Even folks who don’t know a thing about house foundations would be likely to choose concrete as the strongest foundation type if asked this question, say experts writing for the Civil Concepts website.
Calling concrete the “unsung hero” of construction, this foundation type has evolved over time and most contractors agree that there are 5 types of concrete foundations:
- Isolated column footing
- Basement foundation
- Slab foundation
- Wall footing foundation
- Pile foundation
How much does a house foundation cost?
This question is harder to answer, say Better Homes and Gardens (BHG) experts, because there are many variables, but if you’re putting together a budget, these figures should get you started:
Assuming the project in question measures 1,200 square feet, there is a vast gap between the estimated $4,500 price tag to pour the simplest, cheapest slab and up to $40,000 if the home is built on a more sophisticated foundation.
Double the size of the building in question to 2,400 square feet and expect the price range to be between $12,000 to $80,000.
Nationally, homeowners spend $27,000 on average, based on labor, material and terrain differences, reports BHG.
That stated, concrete slabs are the cheapest way to go, costing $9,000 on average while crawl-space foundations cost around $14,000.
The most expensive option is the basement foundation that costs around $40,000 to install, depending upon geographic area.
Why do Houses Have Foundations?
Builders who count on “This Old House” experts know that “A proper foundation does more than just hold a house above ground.”
Regardless of foundation type, they all work to insulate buildings against cold temperatures and deter moisture buildup, but the most basic job of a foundation is to help a building resist ground movement.
Could a house hold together without a foundation? Not likely, since the average weight of a house is 50 tons. That’s quite a load for the average foundation weighing in at around 7.5 tons.
What is the most common foundation type?
Having already learned that slabs are the cheapest of all foundations to install, you may not be surprised to discover that slabs are also the most common type.
Of course, there are slabs and there are slabs. Homeowners have a choice between “monolithic” and “stem wall” slabs.
When ordinary slabs are poured, footings and walls are established during the single pour, then the interior area is “backfilled and tamped.”
Stem wall installs are more expensive and complex because this is multi-step process that may require multiple pours.
What is the difference between a stem wall and a foundation wall?
-Foundation walls only require one concrete pour to establish a thicker foundation in areas where load-bearing walls will be built. No footers are necessary because weight is borne by perimeter areas.
-Foundation walls are poured all at once, resulting in time and labor cost savings.
-Little fill dirt is required for foundation walls because soil is more densely packed before the pour.

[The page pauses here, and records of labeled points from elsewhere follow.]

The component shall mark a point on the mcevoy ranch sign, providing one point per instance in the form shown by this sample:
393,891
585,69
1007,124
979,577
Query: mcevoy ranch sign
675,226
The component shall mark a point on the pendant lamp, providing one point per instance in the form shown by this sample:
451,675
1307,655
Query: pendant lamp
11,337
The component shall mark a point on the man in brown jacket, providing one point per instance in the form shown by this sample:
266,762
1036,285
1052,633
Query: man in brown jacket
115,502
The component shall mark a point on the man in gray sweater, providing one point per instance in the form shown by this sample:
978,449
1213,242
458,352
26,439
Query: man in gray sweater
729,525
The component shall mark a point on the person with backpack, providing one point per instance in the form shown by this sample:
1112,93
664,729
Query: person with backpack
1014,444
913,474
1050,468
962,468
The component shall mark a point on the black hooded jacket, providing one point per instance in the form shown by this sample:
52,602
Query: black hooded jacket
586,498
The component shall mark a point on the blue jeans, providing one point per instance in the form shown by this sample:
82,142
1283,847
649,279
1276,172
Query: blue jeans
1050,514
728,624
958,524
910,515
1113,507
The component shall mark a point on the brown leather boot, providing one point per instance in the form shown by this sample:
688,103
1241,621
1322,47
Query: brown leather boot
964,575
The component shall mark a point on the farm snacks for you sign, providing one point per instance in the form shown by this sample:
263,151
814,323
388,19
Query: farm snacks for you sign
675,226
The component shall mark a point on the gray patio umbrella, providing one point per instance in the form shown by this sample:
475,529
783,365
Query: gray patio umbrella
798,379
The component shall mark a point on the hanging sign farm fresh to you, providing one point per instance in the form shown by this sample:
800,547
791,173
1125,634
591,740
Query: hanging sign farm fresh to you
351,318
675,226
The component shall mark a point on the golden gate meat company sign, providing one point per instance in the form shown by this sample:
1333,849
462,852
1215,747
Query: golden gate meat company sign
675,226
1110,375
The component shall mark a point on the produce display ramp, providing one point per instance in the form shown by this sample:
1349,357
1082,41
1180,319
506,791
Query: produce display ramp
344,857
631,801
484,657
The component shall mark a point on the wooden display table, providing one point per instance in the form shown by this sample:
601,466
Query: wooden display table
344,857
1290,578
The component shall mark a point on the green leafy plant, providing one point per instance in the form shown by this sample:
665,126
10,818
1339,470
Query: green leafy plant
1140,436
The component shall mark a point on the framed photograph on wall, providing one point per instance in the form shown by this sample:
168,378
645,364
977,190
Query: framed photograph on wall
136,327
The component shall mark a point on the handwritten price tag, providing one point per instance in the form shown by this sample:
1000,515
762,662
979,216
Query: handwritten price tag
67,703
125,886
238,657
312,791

-Slab foundations are more prone to cracking, especially in load-bearing areas.
-Stem-wall slabs are installed in stages that include footers poured at ground level before concrete blocks placed along the periphery establish a frame for the fill.
-Stem-walls are less likely to develop structural problems over the lifetime of the building.
-It takes longer to install a stem wall and it costs more, but this type of foundation is considered the most consistently reliable method of foundation construction since it retains its integrity for longer periods of time.
Concluding, your house is a structure which you would wish should stay forever. It is an embodiment of your dreams. So pay close attention to its foundation, which will help the house live on for a long time, and be an abode to the future.